Interiors of continuous images of self-similar sets with overlaps

Let $K$ be the attractor of the following iterated function system $$ \{S_{1}(x)=\lambda x,S_{2}(x)=\lambda x+c-\lambda,S_{3}(x)=\lambda x+1-\lambda\}, $$ where $S_{1}(I)\cap S_{2}(I)\neq\emptyset,(S_{1}(I)\cup S_{2}(I))\cap S_{3}(I)=\emptyset$, and $I=[0,1]$ is the convex hull of $K$. Let $d_{1}=\dfrac{1-c-\lambda}{\lambda}<\dfrac{1}{1-c-\lambda}=d_{2}$. Suppose that $f$ is a continuous function defined on an open set $U\subset\mathbb{R}^{2}$. Denote the image $$ f_{U}(K,K)=\{f(x,y):(x,y)\in(K\times K)\cap U\}. $$ If $\partial_{x}f$, $\partial_{y}f$ are continuous on $U,$ and there is a point $(x_{0},y_{0})\in(K\times K)\cap U$ such that $$ \left\vert\frac{\partial_{y}f|_{(x_{0},y_{0})}}{\partial_{x}f|_{(x_{0},y_{0})}}\right\vert\in(d_{1},d_{2})\quad\text{ or }\quad\left\vert \frac{\partial_{x}f|_{(x_{0},y_{0})}}{\partial_{y}f|_{(x_{0},y_{0})}}\right\vert\in(d_{1},d_{2}), $$ then $f_{U}(K,K)$ contains an interval.

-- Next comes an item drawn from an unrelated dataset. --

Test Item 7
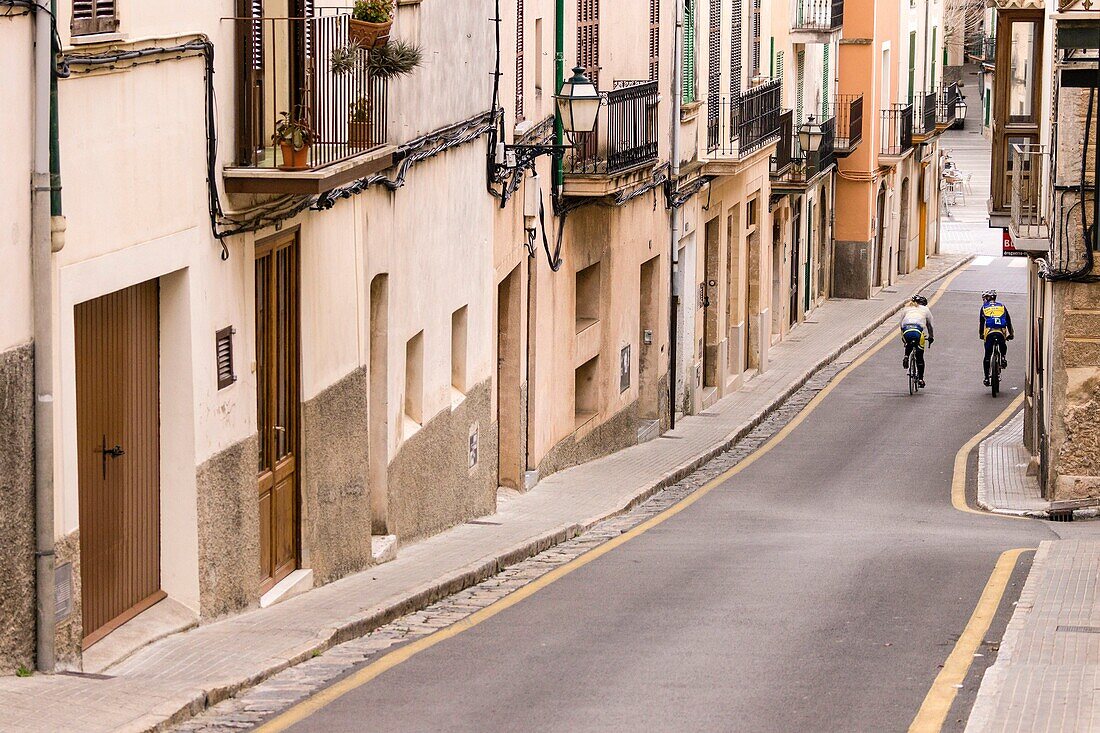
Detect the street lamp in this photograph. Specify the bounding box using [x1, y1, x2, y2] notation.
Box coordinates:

As a result, we let $c=\lambda=\dfrac{1}{3}$, and if $$ f(x,y)=x^{\alpha}y^{\beta}(\alpha\beta\neq 0),\quad x^{\alpha}\pm y^{\alpha}(\alpha\neq 0),\quad\sin(x)\cos(y), \quad\text{ or } \, x\sin (xy), $$ then $f_{U}(C,C)$ contains an interval, where $C$ is the middle-third Cantor set.